Mem Inst Oswaldo Cruz, Rio de Janeiro, Vol. 94(3) 1999, pp: 371-376

Humoral Immune Response Kinetics in Philander opossum and Didelphis marsupialis Infected and Immunized by Trypanosoma cruzi Employing an Immunofluorescence Antibody Test

Ana Paula Legey, Ana Paula S Pinho, Samanta C Chagas Xavier, Leonor L Leon*, Ana Maria Jansen/+

Departamento de Protozoologia
*Departamento de Imunologia, Instituto Oswaldo Cruz, Av. Brasil 4365, 21045-900 Rio de Janeiro, RJ, Brasil
+Corresponding author. Fax: +55-21-280.1589
E-mail: jansen@gene.dbbm.fiocruz. br 

Received 7 August 1998
Accepted 3 February 1999

Code Number:OC99069

Philander opossum and Didelphis marsupialis considered the most ancient mammals and an evolutionary success, maintain parasitism by Trypanosoma cruzi without developing any apparent disease or important tissue lesion.

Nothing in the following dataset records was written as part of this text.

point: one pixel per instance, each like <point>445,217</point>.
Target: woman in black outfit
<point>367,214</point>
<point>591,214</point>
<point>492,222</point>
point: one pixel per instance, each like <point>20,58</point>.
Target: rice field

In order to elucidate this well-balanced interaction, we decided to compare the humoral immune response kinetics of the two didelphids naturally and experimentally infected with T. cruzi and immunized by different schedules of parasite antigens, employing an indirect fluorescence antibody test (IFAT). Both didelphids responded with high serological titers to different immunization routes, while the earliest response occurred with the intradermic route. Serological titers of naturally infected P. opossum showed a significant individual variation, while those of D. marsupialis remained stable during the entire follow-up period. The serological titers of the experimentally infected animals varied according to the inoculated strain. Our data suggest that (1) IFAT was sensitive for follow-up of P. opossum in natural and experimental T. cruzi infections; (2) both P. opossum and D. marsupialis are able to mount an efficient humoral immune response as compared to placental mammals; (3) experimentally infected P. opossum and D. marsupialis present distinct patterns of infection, depending on the subpopulation of T. cruzi, (4) the differences observed in the humoral immune responses between P. opossum and D. marsupialis, probably, reflect distinct strategies selected by these animals during their coevolution with T. cruzi.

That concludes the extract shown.